Avukat Nuray Özdoğan, mahkeme heyetini eleştirerek, “BAM kararını tanımayarak hızlıca beraat kararı vermek adına mahkemede avukatların verdiği beyanları SEGBİS yoluyla kaydetmeyerek, eksik ve yanlış geçirerek, adil yargılanma hakkını ihlal etmektedir” dedi.

Özdogan, “acile beraat kararı verme yönündeki ısrarın yargılamanın adil ve tarafsız yürütülmediğinin göstergesi” olduğunu söyledi.

Özdoğan, sanıkların duruşmalardan vareste tutulması kararının kaldırılmasını isteyerek, “Sanıkların şu an bulunduğu devletin kritik katmanı da dikkate alınarak değil karartma ihtimallerinin yüksek olduğu, dosyaya etki ettiği bu celse anlaşılarak sanıklara tutuklama kararı verilmesini talep ediyoruz” diye vurguladı.

“BİZİM USULSÜZLÜĞÜMÜZ YOK”

Avukat Ekinci “BAM’ın usulsüzlüğüne gelene kadar sizin usulsüzlüğünüzü ifade ettik” dedi. Mahkeme başkanı “Bizim usulsüzlüğümüz filan yok” diye yanıt verdi. Mahkeme başkanı BAM’ın kararını mağdur avukatlarına göstermek istedi. Avukat Özdoğan, “Efendim biz de size 20 cinayeti gösteriyoruz” diye yanıt verdi.

Eren Baskın, Hakkari Yüksekova’dan geldiğini belirterek, annesiyle yaptığı konuşmayı aktardı. Baskın, “Babam öldürüldüğünde 4 yaşındaydım. Bu devletin elimden aldığı gençliğim, cumartesi anneleriyle yürüyüşüm. 2013 yılından beri burada da zulüm devam ediyor” dedi.
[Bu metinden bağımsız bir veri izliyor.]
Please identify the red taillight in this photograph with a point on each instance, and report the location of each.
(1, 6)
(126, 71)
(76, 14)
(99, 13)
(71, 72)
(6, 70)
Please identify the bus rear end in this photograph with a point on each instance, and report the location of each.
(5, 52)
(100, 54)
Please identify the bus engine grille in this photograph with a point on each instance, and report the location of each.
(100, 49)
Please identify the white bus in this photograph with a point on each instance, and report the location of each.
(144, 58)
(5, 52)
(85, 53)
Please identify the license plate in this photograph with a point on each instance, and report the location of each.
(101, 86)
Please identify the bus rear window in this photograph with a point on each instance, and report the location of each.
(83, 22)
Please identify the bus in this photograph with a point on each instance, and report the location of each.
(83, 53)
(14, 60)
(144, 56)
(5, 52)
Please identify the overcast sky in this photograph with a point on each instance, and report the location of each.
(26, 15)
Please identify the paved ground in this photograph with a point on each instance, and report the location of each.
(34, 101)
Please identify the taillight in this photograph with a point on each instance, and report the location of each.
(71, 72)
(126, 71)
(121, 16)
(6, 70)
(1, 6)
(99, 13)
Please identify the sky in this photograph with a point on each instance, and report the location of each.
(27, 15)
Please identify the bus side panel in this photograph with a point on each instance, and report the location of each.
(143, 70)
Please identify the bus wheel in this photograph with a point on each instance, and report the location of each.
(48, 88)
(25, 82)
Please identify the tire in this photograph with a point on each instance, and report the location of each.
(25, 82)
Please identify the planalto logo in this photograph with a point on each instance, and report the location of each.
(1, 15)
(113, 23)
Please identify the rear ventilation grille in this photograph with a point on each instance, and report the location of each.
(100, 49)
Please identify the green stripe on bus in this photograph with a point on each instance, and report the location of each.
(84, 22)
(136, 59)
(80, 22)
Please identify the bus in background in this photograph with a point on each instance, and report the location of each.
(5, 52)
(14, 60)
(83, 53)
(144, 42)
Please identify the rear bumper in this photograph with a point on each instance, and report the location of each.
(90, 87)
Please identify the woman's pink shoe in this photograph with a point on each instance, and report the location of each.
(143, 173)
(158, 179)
Mahkeme; sanık Enver Ulu’nun savunmasının alınmasına karar verdi.

Atilla Peker’in dinlenmesi ve Kıbrıs’taki dosyanın getirilmesi ile sanıklar hakkındaki vareste kararının kaldırılması taleplerini ise reddetti.
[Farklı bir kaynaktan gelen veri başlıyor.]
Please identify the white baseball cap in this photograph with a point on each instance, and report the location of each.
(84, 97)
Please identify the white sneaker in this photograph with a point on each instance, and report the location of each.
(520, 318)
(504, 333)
Bir sonraki duruşmanın 21 Ocak 2022’de yapılmasına karar verildi.

NE OLMUŞTU?

90’lı yıllarda öldürülen iş insanı ve yazarların failleriyle ilgili 20 Aralık 2013’te Ankara Cumhuriyet Başsavcılığınca iddianame düzenlendi.

İddianameye göre sanıklar şu isimlerin öldürülmesiyle suçlanıyordu:

Abdülmecit Baskın, Namık Erdoğan, Metin Vural, Recep Kuzucu, Behçet Cantürk, Savaş Buldan, Haci Karay, Adnan Yıldırım, İsmail Karaalioğlu, Yusuf Ekinci, Ömer Lutfi Topal, Hikmet Babataş, Medet Serhat, Feyzi Aslan, Lazem Esmaeılı, Asker Smıtko, Tarık Ümit, Salih Aslan ve Faik Candan.
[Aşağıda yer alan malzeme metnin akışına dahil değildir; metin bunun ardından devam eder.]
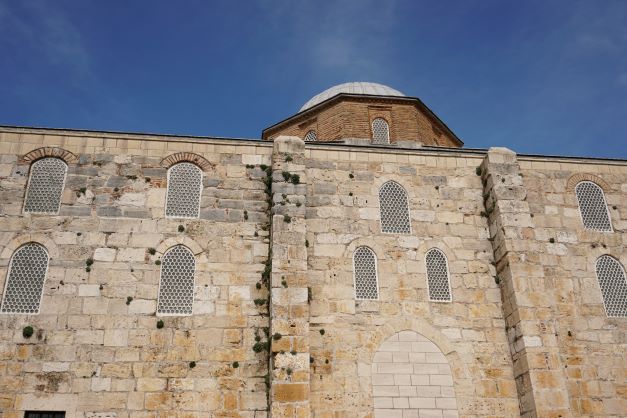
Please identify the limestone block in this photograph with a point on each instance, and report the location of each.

Davanın sanıkları ise şöyleydi: Mehmet Ağar, İbrahim Şahin, Korkut Eken, Ayhan Çarkın, Ayhan Akça, Ziya Bandırmalıoğlu, Ercan Ersoy, Ahmet Demirel, Ayhan Özkan, Seyfettin Lap, Enver Ulu, Uğur Şahin, Alper Tekdemir, Yusuf Yüksel, Abbas Semih Sueri, Lokman Külünk, Mahmut Yıldırım, Nurettin Güven, Muhsin Korman.

Sanıklar, “cürüm işlemek için oluşturulan silahlı teşekkülün faaliyeti kapsamında insan öldürmek” suçundan Ankara 1. Ağır Ceza Mahkemesi’nde yargılanıyordu.